What Would the DREAM Act Do to Higher Education?

By David North on July 9, 2010

Does the U.S. want to push about two million, mostly not-very-interested-in-education young people into our already overcrowded and under-funded colleges so that they can claim legal status in the U.S., which they now lack?

That's one question that is not asked in a new report on the proposed DREAM Act, a specialized amnesty proposal that relates to people who came to the U.S. illegally before the age of 16.

Discussions of the DREAM Act ("Development, Relief, and Education for Alien Minors"), of course, focus on immigration policy, and they should. In addition, however, there is a very real education policy question – should we push people who would not otherwise voluntarily attend college into higher education primarily because they want legal status, not because they want to learn?

Isn't that a distortion of what higher education is all about? What would a more or less compulsory attendance policy for the estimated two million beneficiaries do to the educational institutions? To their finances, and those of the taxpayers? To the other students, all voluntary seekers of knowledge? (Or career advancement?)

The report in question, issued yesterday, is entitled "DREAM vs. Reality: An Analysis of Potential DREAM Act Beneficiaries," by Jeanne Batlova and Margie McHugh and published by the Migration Policy Institute, a Washington, D.C., think tank.

The report is useful for several reasons.

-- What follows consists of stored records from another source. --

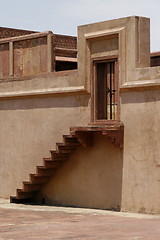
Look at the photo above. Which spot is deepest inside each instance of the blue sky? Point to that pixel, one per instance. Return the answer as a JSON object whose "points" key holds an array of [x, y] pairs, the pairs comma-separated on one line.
{"points": [[63, 16]]}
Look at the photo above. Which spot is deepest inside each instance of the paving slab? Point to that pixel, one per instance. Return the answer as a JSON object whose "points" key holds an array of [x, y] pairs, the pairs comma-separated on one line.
{"points": [[18, 221]]}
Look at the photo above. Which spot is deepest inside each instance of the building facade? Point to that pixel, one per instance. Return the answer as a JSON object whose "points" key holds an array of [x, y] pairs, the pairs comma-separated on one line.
{"points": [[91, 108]]}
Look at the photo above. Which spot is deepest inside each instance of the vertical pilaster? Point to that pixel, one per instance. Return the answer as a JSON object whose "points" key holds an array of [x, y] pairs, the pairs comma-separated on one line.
{"points": [[11, 59], [49, 52]]}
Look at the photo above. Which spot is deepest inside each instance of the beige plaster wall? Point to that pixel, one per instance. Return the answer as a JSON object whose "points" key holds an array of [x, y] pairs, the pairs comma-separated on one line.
{"points": [[30, 127], [92, 178], [141, 167]]}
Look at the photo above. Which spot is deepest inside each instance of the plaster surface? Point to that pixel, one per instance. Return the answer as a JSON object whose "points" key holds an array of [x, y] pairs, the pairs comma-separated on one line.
{"points": [[141, 164], [29, 130], [91, 178]]}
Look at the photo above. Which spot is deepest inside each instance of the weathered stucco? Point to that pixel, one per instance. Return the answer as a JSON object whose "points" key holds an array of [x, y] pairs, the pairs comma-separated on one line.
{"points": [[91, 178], [29, 130], [141, 163], [35, 111]]}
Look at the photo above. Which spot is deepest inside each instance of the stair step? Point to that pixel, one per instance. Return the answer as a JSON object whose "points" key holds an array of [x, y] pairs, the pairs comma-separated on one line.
{"points": [[59, 155], [30, 187], [21, 194], [49, 163], [70, 139], [14, 199], [44, 171], [65, 148], [38, 179]]}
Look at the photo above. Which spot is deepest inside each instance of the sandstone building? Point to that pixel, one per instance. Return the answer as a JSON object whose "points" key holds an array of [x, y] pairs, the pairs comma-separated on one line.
{"points": [[80, 117]]}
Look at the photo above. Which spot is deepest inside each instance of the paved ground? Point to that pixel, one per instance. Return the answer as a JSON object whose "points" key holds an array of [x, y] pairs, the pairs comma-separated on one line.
{"points": [[44, 222]]}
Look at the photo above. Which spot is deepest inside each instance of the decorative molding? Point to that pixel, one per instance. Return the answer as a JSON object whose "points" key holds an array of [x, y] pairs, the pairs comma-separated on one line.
{"points": [[44, 92], [11, 32], [67, 42]]}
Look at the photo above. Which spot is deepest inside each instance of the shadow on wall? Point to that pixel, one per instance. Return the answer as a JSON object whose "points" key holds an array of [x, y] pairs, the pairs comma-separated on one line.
{"points": [[91, 178], [45, 102], [140, 96]]}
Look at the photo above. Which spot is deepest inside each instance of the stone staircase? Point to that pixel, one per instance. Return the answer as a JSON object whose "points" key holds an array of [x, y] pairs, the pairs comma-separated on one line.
{"points": [[79, 136]]}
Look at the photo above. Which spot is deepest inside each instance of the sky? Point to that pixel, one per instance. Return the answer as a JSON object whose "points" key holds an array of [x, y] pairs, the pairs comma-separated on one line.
{"points": [[63, 16]]}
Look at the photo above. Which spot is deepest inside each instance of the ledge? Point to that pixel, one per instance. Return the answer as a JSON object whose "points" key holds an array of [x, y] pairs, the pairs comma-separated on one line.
{"points": [[140, 85], [45, 92]]}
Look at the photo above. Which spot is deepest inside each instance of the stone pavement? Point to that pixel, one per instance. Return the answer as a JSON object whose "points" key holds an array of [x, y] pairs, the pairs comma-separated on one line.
{"points": [[48, 222]]}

First, it underlines the large population that would be covered by the proposal, and confirms numerical estimates first made three years ago by the Center's Steven Camarota. It is interesting to note that this very partial proposed amnesty would cover 2,149,000 people; that is close to the 2.9 million that were involved with what we all thought was a pretty comprehensive legalization program (IRCA's amnesty) 20 years ago.

Second, it breaks out separate estimates, within the 2.1 million, of people who would be eligible for the various subprograms and requirements of the DREAM Act.

Third, it shows that a little amnesty is never enough to satisfy the true believers. One of the authors is quoted in the MPI press release as complaining about the act's provisions, saying, "Many potential DREAM Act beneficiaries would face difficulties in meeting the legislation's higher education or military service requirements because of hardship paying for college tuition, competing work and family time demands and low education attainment and English proficiency."

That may sound like a population that needs schooling, but not one that would likely do well in a college or university. (Were the DREAM Act to pass, a few of the beneficiaries would, of course, do splendidly, and MPI would tell us about their successes.)

The act, generally, would grant a (longish) path to green card status to people who came to the U.S. illegally before 16, at least five years ago, and have obtained a high school diploma or a GED. Those qualifications would make them conditional entrants; to move to green card status they would also need to spend two years in either post-secondary education (including community colleges) or in the military. There appears to be no requirement that anyone finish college.

The act is attractive to mass migration advocates because they do not seem to be doing very well with their broader proposal for "comprehensive immigration reform."